Introduction

People living with HIV/AIDS (PLWH) with access to antiretroviral therapy (ART) suppressing plasma viral load (VL) have an almost normal life expectancy [1]. Therefore, in current treatment guidelines [2,3,4] side effect profiles play a major role for consideration of specific drugs. In addition to improved tolerability of individual substances, the increasing use of two-drug regimens (2DR) instead of 3-drug combinations might reduce long-term toxicity [5].

A fixed-dose combination (FDC) 2DR of the nucleoside reverse transcriptase-inhibitor (NRTI) lamivudine (3TC) and the integrase-inhibitor (INI) dolutegravir (DTG) is considered a first-line recommendation for PLWH starting ART [2,3,4]. However, it is not approved in case of resistance to either 3TC or DTG including detection of the reverse transcriptase (RT) resistance-associated mutations (RAM) M184V or M184I, present in up to a third of ART experienced PLWH in Germany [6]. An association of M184V with virological failure of 3TC/DTG in individuals with shorter preceding time of virological suppression has been reported [7].

Another 2DR combining the non-NRTI (NNRTI) rilpivirine (RPV) again with DTG can be an attractive option even for PLWH with extensive treatment history. Although RAM limiting the use of RPV/DTG are far less frequent, drug − drug interactions (DDI), e.g. with gastric acid reducing medication including proton pump inhibitors (PPI) [8] frequently preclude the inclusion of RPV as part of an ART regimen. In addition, its additive effect on QTc prolongation may be prohibitive.

The next-generation NNRTI doravirine (DOR) was introduced in 2018 and is available both as single drug for combination with other antiretrovirals and as 3-drug FDC with tenofovir-DF (TDF) and 3TC. Solid evidence for its safe and effective use in both contexts is available from several randomized trials [9,10,11], and doravirine now also is among the recommended drugs for first-line ART in Europe [2, 3]. Doravirine has little cross resistance to other NNRTI in addition to a relatively high resistance barrier [12] and thus can be an option also for PLWH with extensive ART history. Its potential for DDI is low including compatibility with gastric acid reducing agents and it is suitable for taking both with and without food [13]. In addition, concomitant administration of DOR and DTG has been shown to cause no clinically significant alteration in the pharmacokinetic and safety profiles of either drug [14].

However, despite being a theoretically attractive and both FDA- and EMA-approved combination, DOR + DTG has not been specifically studied in any randomized trial.

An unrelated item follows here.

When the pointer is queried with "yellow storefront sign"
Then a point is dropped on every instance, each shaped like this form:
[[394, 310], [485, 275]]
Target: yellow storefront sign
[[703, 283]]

Even observational data remain scarce [15, 16]. The objective of this study was to establish a first “real-world” evidence base for the use of DOR + DTG as a 2DR.

Methods

All adult PLWH whose ART was switched to a 2DR consisting exclusively of DOR + DTG at 4 university outpatient clinics and 3 private practices in Germany and Austria were asked to participate in this ongoing observational study. Written informed consent was obtained from all participants, the respective ethics committees approved the study (project nr. 21–0044 at LMU Klinikum Munich). Demographic and medical data were abstracted from charts and electronic records with a planned annual follow-up of a maximum of 5 years after the switch to DOR + DTG. This brief report provides the descriptive analysis of patient characteristics at the time of switch to DOR + DTG as well as a preliminary assessment of durability of this 2DR.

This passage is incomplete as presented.